Son travail, qui joue sur une esthétique visuelle forte et met l'accent sur les contrastes (noir/blanc, formes, etc.), a été multirécompensé: Lion d'or de la Biennale de Venise en 1999, Lion d'argent du meilleur réalisateur à la Mostra de Venise en 2009 ou encore prix Praemium Imperiale de Tokyo en 2017.
Il a jusqu'ici beaucoup porté sur son pays de naissance, mêlant les thèmes de «l'hypocrisie du pouvoir, du fanatisme, de la religion, des femmes et de leur résilience», résume-t-elle.
Période très sombre
Loin d'utiliser décors et costumes pharaoniques, son Aïda est transposée dans un monde où les soldats sont habillés de tenues militaires modernes, tandis que les personnages des prêtres, interprétés par une partie du chœur, aux longues barbes grises et turbans noirs, font penser à de lugubres mollahs.
La scène se passe à l'intérieur et autour d'un immense cube blanc, sur lequel sont projetées plusieurs vidéos stylisées, donnant à voir l'histoire des Éthiopiens. On retient notamment celle montrant, dans un décor désertique, les violences de la guerre.

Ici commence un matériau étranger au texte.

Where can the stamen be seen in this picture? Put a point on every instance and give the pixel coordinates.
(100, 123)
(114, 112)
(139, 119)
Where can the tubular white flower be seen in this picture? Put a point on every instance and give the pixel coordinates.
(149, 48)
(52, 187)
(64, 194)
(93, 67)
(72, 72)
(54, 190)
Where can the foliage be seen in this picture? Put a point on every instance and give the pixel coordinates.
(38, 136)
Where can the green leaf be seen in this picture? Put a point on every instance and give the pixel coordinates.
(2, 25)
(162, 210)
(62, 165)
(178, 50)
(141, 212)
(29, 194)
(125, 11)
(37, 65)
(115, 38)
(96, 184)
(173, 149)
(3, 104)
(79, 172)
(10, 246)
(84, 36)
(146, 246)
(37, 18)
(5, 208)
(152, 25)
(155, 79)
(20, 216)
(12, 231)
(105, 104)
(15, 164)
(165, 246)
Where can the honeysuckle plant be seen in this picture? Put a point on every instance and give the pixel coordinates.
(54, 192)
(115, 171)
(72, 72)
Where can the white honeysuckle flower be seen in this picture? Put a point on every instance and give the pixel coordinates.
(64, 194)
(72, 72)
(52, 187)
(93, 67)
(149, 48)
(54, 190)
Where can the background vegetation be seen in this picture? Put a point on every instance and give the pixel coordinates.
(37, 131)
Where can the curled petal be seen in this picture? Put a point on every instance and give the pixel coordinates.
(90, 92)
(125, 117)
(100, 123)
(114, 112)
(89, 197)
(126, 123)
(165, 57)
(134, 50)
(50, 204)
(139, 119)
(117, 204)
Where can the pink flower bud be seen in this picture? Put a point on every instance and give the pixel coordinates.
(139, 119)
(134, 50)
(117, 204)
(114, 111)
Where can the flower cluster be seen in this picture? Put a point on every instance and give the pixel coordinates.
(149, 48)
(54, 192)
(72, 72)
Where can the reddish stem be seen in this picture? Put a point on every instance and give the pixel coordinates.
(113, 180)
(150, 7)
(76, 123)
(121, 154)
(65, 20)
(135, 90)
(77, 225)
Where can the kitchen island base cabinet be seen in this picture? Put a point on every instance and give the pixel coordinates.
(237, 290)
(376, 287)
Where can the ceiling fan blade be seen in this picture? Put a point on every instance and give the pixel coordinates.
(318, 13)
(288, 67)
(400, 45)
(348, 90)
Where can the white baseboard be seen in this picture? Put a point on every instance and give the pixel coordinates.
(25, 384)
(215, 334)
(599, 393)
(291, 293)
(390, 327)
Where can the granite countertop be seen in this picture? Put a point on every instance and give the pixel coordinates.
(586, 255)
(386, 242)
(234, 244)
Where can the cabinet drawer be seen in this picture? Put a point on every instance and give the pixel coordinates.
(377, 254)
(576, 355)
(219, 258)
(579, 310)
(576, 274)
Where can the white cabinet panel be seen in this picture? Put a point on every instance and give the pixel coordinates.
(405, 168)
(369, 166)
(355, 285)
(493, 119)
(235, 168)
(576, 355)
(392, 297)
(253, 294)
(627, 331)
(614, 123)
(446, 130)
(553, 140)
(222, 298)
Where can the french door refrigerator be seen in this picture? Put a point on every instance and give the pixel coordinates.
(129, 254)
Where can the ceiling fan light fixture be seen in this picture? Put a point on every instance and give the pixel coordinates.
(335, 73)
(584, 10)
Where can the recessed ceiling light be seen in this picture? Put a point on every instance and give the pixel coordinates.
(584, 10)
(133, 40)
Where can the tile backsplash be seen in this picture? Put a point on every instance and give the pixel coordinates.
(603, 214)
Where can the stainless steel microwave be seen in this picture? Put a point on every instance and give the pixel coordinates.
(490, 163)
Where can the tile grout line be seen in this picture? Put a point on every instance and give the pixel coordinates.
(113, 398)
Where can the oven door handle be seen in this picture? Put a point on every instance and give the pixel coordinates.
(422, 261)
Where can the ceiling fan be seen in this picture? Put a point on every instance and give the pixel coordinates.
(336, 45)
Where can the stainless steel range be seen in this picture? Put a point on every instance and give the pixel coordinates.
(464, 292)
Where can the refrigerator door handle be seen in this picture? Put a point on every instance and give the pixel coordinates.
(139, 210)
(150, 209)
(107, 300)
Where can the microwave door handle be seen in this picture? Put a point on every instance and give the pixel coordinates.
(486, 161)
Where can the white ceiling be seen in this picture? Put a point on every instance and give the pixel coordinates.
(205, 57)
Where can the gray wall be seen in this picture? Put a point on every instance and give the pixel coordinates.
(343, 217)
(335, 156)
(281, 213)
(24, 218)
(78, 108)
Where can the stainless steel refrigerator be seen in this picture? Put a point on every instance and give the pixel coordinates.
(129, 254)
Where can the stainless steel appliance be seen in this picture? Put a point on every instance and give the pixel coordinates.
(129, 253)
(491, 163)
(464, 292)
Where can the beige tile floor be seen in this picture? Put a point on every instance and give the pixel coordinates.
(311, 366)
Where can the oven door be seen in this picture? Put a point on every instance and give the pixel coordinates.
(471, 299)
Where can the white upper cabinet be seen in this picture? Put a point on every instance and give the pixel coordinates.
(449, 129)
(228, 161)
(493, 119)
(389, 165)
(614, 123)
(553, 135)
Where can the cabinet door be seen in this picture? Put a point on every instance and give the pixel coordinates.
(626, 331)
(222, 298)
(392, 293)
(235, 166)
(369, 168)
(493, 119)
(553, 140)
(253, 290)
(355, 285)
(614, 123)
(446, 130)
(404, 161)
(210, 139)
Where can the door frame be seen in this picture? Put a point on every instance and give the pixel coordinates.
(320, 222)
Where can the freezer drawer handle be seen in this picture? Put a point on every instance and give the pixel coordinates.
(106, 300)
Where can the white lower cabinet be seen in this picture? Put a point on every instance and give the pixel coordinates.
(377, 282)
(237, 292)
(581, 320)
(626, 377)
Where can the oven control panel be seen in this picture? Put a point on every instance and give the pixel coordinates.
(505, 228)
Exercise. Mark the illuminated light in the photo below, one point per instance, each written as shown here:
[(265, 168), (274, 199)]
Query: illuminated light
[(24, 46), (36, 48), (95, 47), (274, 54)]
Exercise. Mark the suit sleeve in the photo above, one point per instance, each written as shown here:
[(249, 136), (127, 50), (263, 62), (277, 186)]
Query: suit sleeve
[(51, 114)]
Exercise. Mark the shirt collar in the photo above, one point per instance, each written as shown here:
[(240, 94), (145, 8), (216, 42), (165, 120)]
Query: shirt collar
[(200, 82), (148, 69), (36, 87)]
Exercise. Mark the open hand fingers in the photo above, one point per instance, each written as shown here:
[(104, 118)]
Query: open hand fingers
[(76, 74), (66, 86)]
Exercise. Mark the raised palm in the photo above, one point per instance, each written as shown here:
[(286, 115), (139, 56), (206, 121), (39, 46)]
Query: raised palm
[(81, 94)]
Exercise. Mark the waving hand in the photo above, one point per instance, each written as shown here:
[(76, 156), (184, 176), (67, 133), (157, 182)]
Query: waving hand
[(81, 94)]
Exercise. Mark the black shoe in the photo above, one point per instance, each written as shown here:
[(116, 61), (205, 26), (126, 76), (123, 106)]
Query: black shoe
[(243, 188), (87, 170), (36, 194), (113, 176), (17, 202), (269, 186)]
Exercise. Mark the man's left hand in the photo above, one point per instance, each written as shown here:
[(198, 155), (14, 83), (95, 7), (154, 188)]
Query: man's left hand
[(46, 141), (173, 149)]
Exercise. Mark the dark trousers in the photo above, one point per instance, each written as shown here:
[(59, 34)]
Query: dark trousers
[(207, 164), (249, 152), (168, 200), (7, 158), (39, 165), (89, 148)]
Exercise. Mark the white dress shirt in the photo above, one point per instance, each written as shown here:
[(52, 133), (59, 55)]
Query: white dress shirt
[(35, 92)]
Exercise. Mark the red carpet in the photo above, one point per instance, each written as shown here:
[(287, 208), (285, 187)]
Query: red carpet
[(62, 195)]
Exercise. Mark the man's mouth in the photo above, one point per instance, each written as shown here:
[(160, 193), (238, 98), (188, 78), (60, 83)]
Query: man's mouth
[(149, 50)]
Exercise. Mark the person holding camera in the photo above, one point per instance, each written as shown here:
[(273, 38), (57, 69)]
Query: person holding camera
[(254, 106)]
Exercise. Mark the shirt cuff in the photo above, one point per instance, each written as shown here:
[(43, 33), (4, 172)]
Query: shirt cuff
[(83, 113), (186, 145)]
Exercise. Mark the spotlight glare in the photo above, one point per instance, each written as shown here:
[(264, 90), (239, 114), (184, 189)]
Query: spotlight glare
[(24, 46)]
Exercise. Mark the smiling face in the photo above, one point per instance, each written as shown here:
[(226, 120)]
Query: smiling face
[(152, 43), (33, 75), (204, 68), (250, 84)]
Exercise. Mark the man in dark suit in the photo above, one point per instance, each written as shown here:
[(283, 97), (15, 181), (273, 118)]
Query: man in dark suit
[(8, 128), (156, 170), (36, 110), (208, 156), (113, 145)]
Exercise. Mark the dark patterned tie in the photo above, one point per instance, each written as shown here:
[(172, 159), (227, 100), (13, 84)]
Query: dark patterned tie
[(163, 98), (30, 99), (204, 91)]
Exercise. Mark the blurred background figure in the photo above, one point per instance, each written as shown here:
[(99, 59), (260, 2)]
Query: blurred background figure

«Nous filmions des scènes de guerre et mon propre pays a été attaqué le même jour, quel drôle de télescopage!», témoigne-t-elle, revivant le «cauchemar» alors ressenti pour ses proches vivant toujours là-bas.
Une impression de «fin du monde» qui pousse l'artiste à exprimer «de manière urgente» «ce qui se passe» dans le monde, en particulier «ce qui ne va pas», explique-t-elle.